Prof. Miki Desai
conversations with mentors
episode 3 of 6
In individual conversations with our guests – each of them highly committed, experienced and renowned in their respective fields – we discuss the uncertainties as well as possibilities that the current pandemic has thrown up. We ask our mentors to share their perspectives on the three pivotal aspects of our lives: communication, learning and community.
Prof. Miki Desai retired from CEPT University, Ahmedabad in 2014 as the head of the Masters Program in Sustainable Architecture, after teaching there since 1981. He has had the EARTHWATCH grant, a Fulbright Fellowship, the Graham Grant and the Getty Collaborative Grant. He is the author/co-author of 5 seminal books on Indian architecture. He has held exhibitions of his research and documentation work in Ahmedabad (2012 & 2015), Colombo (2016) and New Delhi (2020).
He has also contributed a chapter and a wooden model to a travelling exhibition for 6 German speaking countries in 1995 besides holding an exhibition at the Rietberg Museum, Zurich in 1990.
He was a visiting Studio Critic at ETH, Zurich, MIT, USA and U C Berkeley, USA in 1988 and a visiting scholar at the University of California at Berkeley in 2014.
He has been a keynote speaker at many international conferences.
about the series
From material testing of ideas to embodied experiences and learning, to meaningful conversations and relationships, to finding and nurturing close-knit communities, these are the high-risk thrills that we chase.

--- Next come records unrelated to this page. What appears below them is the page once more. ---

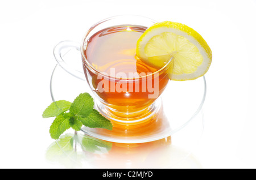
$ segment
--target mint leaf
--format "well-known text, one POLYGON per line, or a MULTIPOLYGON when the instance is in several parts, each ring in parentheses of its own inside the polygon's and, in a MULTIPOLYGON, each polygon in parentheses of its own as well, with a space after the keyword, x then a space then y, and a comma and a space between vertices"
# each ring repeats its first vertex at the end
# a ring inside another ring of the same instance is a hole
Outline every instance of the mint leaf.
POLYGON ((43 113, 44 118, 55 117, 69 109, 72 103, 65 100, 53 102, 43 113))
POLYGON ((75 115, 86 117, 93 109, 93 98, 88 93, 81 93, 74 100, 69 108, 69 112, 75 115))
POLYGON ((110 121, 100 114, 96 109, 93 109, 89 116, 85 118, 80 117, 80 120, 84 126, 89 127, 112 130, 112 124, 110 121))
POLYGON ((81 127, 82 126, 82 122, 74 117, 70 118, 69 124, 71 127, 75 131, 80 131, 81 127))
POLYGON ((52 137, 52 139, 59 139, 60 136, 65 132, 65 130, 70 128, 70 117, 69 115, 67 115, 65 114, 57 116, 52 122, 49 129, 51 137, 52 137))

The fear of the infectious disease, the scientific advice of maintaining socio-physical distance and the mis-orchestrated and mis-played lockdown have fallen on our adventurism like gigantic clouds of lead. Most, if not all, of what we know about learning and community now lies pinned down, wriggling, unable to move the way it used to. Fortunately though, we have our breath, bodies and loved ones to care for and tell us that we are alive and good.

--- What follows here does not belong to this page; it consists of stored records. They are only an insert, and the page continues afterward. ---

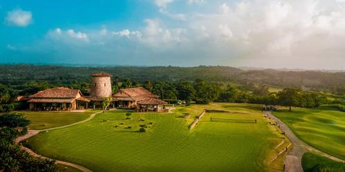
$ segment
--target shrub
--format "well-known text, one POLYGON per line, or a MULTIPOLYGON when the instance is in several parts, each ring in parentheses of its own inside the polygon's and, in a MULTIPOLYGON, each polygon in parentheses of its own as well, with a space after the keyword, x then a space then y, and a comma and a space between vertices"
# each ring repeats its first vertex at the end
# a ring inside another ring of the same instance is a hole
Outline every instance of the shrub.
POLYGON ((140 127, 141 128, 146 128, 146 127, 147 127, 146 125, 139 125, 139 127, 140 127))
POLYGON ((27 120, 26 118, 21 114, 15 113, 6 113, 2 116, 0 116, 0 127, 26 127, 29 125, 29 124, 30 120, 27 120))
POLYGON ((141 127, 141 128, 140 128, 140 129, 139 129, 139 132, 141 132, 141 133, 145 133, 145 132, 146 132, 146 129, 144 129, 144 128, 143 128, 143 127, 141 127))
POLYGON ((184 116, 184 118, 186 119, 188 119, 188 118, 190 118, 190 115, 187 114, 184 116))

While the evolutionary power of adaptability is firing away in all directions to find a conducive response to help us survive this threat, one of its inadvertent attempts is to rush to a sense of normalcy – doing things as we are used to doing them.
Although this may require extraordinary effort in framework, all three – the extraordinariness, the effort and the framework – are almost always considered insignificant; since even their acknowledgement is an admission of the prevalent threat and the fact that things are not normal. The prompt shift to digital platforms, be it schools, colleges, offices or businesses, is a case in point. Although the PR and marketing machineries’ cost saving on wine and tikka is understandable, the apparent opportunism in the incessant torrent of webinar announcements is unbearable. Yes it is good to keep going, but perhaps not so in unprecedented circumstances. Crises, whether presumed by an individual anxious mind, or perceived as clear and present by the collective intelligence, demands attention and care. Continuing to operate without pause, acknowledgement or conversation, betrays a society and mind that are in a state of perpetual crisis. As a popular post on social media states: “The virus didn’t break the system; it only exposed a broken system.“
Fortunately though, we have our breath, body & loved ones and we will walk home. Perhaps trying to prove that it is not humanity that is in crisis; instead, its economic model – our idea of “making a living“, the little worth that we place on life – that needs radical rethinking and complete reconstruction. Perhaps if we were to pause and breathe, we would see not only that the system has been broken for long, rather intentionally, but also that the system is supposed to serve us and not the other way around; that while we are worrying our days and sleep away in making a living, life already is… here and now… To keep them from being misplaced in rhetoric, we turn to our teachers. The opening series of Conversations at The Vessel is with our beloved teachers – mentors who have contributed to our emotional and spiritual upbringing, while bearing significant influence on our intellectual growth.